He excelled in the athletic spotlight, but his exploits on the beam and bar hide a darker reality: Canadian gymnasts are taking legal action to denounce the “toxic” culture of physical, sexual and psychological abuse by the sport’s top officials. are. After suffering decades of loss, victims around the world have come forward in the wake of a US gymnastics scandal that broke out in 2015 before spreading overseas, including in the UK, where athletes launched similar legal action last year .
As a child gymnast in Vancouver, Amelia Kline dreamed of Olympic glory. In his teens, the elite athlete devoted thirty hours a week to training.
The former gymnast, now 32, told AFP: “Unfortunately, my early years of gymnastics, as positive as they were, have been somewhat wiped out over the past three years.”
She and other athletes filed a lawsuit Wednesday against Gymnastics Canada and several provincial federations for enduring an environment of abuse and abuse for decades.
“The lawsuit is essentially designed to hold these institutions accountable for systemic psychological, emotional, physical and sexual violence,” she said.
In late March, a group of more than 70 current and former gymnasts published an open letter to Sports Canada condemning “the continuing toxic culture and abusive practices within Canadian gymnastics”.
The number of signatories has since grown to over 400, with the group calling for an independent investigation to shed light on the game’s problems.
“The general public doesn’t really understand the magnitude of abuse at the gym,” said former gymnast and spokeswoman for Gymnasts for Change Canada, Kim Shore, who says her daughter has also faced abuse in the sport.
“It seems logical to us that an independent investigation be conducted,” said Michelin Calmi-Ray, president of the Gymnastics Ethics Foundation, created in 2019 in response to the scandal.
Gymnastics Canada said Thursday that the allegations in the lawsuit “describe unacceptable behavior in any sporting environment, and we take them very seriously.”
grilled about my weight
In a blog post, Kline says that at age 14, she weighed 85 pounds (38.5 kilograms) and “was told my weight on a weekly basis.”

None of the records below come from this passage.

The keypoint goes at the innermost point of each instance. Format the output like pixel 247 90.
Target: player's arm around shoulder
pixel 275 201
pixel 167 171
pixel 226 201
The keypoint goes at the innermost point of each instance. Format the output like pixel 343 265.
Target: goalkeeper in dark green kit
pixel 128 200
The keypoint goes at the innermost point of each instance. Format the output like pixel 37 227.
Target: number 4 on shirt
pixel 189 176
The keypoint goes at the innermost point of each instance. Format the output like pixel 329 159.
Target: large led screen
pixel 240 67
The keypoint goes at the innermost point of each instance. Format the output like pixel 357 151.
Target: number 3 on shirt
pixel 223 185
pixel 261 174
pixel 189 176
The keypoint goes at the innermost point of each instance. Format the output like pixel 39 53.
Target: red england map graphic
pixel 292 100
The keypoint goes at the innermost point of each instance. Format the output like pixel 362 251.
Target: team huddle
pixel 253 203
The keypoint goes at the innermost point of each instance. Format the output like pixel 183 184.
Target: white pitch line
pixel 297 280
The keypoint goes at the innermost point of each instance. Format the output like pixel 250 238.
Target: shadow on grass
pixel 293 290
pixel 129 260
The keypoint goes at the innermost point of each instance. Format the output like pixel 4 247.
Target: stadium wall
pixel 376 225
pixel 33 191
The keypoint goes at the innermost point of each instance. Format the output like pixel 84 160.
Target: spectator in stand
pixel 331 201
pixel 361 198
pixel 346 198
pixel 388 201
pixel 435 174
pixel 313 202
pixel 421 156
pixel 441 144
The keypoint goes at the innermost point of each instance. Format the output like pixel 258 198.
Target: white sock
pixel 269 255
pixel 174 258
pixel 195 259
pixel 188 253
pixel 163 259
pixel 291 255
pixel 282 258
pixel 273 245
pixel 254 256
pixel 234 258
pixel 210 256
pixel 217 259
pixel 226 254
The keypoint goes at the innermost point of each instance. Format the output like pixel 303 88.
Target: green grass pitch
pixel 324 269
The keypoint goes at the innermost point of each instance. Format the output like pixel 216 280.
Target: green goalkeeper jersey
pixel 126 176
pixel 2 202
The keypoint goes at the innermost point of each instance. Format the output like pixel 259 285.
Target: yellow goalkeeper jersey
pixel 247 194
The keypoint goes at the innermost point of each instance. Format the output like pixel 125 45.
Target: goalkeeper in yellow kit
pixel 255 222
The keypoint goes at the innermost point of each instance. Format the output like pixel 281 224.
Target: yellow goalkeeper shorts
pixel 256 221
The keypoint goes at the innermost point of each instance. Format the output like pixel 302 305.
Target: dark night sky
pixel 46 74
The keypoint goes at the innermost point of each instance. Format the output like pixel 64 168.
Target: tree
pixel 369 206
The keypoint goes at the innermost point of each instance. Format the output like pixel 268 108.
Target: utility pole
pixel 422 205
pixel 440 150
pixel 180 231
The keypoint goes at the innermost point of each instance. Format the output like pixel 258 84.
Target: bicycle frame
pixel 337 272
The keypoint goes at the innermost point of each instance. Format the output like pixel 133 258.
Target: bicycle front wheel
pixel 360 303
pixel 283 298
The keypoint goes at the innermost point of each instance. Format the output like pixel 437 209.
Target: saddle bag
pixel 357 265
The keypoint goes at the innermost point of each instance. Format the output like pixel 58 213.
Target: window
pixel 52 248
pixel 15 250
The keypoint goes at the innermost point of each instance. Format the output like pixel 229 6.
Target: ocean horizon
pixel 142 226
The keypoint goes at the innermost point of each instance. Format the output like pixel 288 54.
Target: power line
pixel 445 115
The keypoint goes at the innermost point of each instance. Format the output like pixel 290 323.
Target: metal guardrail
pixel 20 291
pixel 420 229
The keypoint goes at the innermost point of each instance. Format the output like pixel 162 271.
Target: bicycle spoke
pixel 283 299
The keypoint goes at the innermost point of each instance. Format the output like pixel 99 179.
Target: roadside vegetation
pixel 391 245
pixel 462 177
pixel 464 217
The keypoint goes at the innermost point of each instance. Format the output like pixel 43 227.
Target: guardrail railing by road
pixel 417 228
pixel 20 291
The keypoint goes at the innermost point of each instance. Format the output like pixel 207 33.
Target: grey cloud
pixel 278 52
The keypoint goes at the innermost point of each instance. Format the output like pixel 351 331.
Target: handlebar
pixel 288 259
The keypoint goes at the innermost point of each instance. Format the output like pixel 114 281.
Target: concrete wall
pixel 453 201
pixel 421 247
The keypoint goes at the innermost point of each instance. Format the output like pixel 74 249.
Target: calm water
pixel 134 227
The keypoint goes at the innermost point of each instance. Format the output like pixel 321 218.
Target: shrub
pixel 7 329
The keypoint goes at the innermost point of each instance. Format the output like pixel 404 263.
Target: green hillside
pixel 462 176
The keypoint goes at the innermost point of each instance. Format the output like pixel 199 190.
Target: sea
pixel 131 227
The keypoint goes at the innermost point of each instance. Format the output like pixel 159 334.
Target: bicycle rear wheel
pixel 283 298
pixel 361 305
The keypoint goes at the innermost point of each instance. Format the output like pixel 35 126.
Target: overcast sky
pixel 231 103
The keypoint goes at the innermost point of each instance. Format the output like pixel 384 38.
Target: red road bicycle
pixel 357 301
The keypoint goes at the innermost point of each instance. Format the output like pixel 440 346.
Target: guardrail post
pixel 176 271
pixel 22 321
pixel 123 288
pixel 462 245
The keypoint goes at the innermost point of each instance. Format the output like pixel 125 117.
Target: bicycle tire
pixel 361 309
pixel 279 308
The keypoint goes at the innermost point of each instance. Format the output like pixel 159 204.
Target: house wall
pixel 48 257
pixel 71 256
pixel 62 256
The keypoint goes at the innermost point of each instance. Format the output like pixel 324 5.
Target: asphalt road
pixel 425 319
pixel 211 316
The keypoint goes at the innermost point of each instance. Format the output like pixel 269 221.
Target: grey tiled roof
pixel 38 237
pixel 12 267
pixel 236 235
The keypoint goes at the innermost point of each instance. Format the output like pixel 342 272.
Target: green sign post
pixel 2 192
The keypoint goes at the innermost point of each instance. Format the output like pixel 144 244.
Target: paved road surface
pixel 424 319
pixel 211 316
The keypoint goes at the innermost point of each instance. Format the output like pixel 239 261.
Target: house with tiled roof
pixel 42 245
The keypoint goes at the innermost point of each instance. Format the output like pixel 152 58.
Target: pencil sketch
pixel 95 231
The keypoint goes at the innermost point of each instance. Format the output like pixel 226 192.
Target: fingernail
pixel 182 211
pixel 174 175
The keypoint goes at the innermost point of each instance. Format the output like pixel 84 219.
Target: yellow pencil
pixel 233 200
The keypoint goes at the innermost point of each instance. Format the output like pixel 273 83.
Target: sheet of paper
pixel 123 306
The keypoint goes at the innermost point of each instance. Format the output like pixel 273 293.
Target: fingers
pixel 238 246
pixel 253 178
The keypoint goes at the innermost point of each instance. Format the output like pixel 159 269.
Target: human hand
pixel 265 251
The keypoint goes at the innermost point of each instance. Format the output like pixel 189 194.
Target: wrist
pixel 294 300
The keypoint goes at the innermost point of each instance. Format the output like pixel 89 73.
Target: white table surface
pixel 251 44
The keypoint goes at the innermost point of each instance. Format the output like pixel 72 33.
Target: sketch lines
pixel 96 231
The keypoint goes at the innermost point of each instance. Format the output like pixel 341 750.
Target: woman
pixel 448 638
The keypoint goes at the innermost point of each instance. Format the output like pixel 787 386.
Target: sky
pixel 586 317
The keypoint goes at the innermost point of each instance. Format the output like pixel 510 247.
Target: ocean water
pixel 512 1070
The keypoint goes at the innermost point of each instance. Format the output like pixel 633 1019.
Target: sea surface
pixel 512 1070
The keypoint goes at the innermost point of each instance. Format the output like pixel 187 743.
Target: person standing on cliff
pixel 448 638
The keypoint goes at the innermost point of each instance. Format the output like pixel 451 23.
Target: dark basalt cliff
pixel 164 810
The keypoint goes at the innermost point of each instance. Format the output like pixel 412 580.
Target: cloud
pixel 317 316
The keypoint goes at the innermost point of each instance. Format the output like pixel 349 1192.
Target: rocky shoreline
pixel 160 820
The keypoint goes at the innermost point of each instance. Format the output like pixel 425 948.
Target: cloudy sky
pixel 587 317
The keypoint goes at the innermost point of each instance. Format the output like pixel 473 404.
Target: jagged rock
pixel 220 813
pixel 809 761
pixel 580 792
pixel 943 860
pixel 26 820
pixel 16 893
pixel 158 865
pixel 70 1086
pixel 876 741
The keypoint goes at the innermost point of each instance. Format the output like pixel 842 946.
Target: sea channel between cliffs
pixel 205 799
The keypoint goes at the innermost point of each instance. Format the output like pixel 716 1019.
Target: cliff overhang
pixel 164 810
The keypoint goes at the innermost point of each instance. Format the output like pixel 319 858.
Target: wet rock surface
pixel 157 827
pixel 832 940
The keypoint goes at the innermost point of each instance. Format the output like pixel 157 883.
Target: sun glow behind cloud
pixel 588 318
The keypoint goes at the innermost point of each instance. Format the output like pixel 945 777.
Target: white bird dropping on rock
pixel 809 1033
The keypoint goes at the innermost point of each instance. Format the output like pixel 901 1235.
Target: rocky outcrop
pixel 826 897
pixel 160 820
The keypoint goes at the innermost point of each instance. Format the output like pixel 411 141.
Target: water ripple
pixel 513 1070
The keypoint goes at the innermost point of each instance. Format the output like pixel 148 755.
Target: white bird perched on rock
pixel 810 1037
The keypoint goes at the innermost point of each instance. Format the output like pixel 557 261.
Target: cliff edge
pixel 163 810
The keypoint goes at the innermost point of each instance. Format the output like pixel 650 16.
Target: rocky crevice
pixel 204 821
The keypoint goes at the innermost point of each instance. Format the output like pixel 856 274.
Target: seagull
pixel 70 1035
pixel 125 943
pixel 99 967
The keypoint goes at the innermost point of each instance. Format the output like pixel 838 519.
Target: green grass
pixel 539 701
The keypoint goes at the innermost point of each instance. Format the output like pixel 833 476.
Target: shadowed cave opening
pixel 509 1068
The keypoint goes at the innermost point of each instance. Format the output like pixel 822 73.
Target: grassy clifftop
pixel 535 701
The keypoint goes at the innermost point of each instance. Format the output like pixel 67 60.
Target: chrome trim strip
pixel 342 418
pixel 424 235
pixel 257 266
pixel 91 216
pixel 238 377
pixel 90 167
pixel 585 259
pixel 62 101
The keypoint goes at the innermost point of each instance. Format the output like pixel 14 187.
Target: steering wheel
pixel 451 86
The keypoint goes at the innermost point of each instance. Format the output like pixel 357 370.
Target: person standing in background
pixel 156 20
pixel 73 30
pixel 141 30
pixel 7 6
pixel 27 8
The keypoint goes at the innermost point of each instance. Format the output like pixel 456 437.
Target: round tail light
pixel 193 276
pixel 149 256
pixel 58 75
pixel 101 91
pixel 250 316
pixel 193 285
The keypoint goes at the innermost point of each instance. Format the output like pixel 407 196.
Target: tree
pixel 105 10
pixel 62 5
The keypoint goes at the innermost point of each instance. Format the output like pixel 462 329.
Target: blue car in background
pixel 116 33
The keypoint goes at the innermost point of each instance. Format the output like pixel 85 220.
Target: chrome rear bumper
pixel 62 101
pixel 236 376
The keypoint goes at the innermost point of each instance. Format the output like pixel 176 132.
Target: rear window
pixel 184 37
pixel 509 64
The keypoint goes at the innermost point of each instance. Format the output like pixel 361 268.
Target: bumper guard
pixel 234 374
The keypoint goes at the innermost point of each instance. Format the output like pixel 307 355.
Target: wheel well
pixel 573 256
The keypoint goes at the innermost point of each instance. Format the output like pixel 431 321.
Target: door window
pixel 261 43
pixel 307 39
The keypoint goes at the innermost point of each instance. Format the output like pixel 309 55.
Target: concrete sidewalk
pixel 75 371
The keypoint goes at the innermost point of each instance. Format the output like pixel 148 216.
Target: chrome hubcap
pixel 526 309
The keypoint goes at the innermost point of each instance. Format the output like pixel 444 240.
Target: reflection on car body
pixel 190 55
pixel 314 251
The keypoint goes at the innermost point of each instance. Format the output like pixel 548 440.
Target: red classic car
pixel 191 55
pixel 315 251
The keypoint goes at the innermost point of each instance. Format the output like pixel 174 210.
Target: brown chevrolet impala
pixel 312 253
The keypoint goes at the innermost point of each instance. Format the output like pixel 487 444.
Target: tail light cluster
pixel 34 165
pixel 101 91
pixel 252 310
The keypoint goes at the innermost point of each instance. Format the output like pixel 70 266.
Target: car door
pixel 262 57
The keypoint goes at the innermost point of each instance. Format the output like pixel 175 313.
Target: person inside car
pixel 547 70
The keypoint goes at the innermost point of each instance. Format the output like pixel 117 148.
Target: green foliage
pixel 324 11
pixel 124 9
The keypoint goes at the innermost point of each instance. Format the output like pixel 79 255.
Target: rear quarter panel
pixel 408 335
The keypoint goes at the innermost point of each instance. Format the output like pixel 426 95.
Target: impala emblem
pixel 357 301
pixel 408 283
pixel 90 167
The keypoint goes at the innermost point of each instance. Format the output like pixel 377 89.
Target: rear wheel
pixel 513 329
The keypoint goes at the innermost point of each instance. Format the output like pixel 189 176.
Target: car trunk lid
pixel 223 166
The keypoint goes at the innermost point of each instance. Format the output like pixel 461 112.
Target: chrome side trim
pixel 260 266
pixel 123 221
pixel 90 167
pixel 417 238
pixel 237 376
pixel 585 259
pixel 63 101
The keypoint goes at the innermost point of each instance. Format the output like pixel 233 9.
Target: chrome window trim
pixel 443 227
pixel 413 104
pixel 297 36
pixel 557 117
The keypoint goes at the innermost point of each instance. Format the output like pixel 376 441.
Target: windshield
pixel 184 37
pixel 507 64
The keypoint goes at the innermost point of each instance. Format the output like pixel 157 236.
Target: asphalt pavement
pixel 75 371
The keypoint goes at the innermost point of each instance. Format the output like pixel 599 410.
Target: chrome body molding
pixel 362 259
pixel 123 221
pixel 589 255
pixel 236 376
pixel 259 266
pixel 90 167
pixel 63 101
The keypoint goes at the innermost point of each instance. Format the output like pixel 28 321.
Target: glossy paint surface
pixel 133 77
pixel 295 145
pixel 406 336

Nearly 20 years after quitting gymnastics, she says she still suffers from the “long-term effects” of abuse that left her with chronic pain and made it harder for her to maintain healthy eating habits.
Like many of her peers, she laments the “culture of fear and silence” in gymnastics clubs across the country. “You don’t question what (the coaches) are doing. They are experts, and they are the ones who are taking you to the Olympics,” she explained.
“I was always afraid of my coaches,” another gymnast told AFP on condition of anonymity. “I loved gymnastics. I loved traveling. I loved being with other girls, but I was so afraid of them.”
He described a powerful loneliness felt by child gymnasts whose parents were often banned from practices. Very young athletes were even told never to speak up about their training.
“Many times kids are told that what happens at the gym stays at the gym,” recalls Shor.
She says gymnastics has been corrupted by a “culture of control and dominance” over athletes.
“Provincial bodies are made up of individuals who are conflicting,” he said, “in some provinces, the chair of the board is also the head coach of a gymnastics club.”
Now that a claim has been filed and the problems have been uncovered, Kline and his attorneys believe the number of plaintiffs “will increase significantly.”
Kline just wishes her nightmare would never be experienced by other young gymnasts.
“There really is no other mechanism within Canada to hold such institutions accountable other than the legal system,” she said.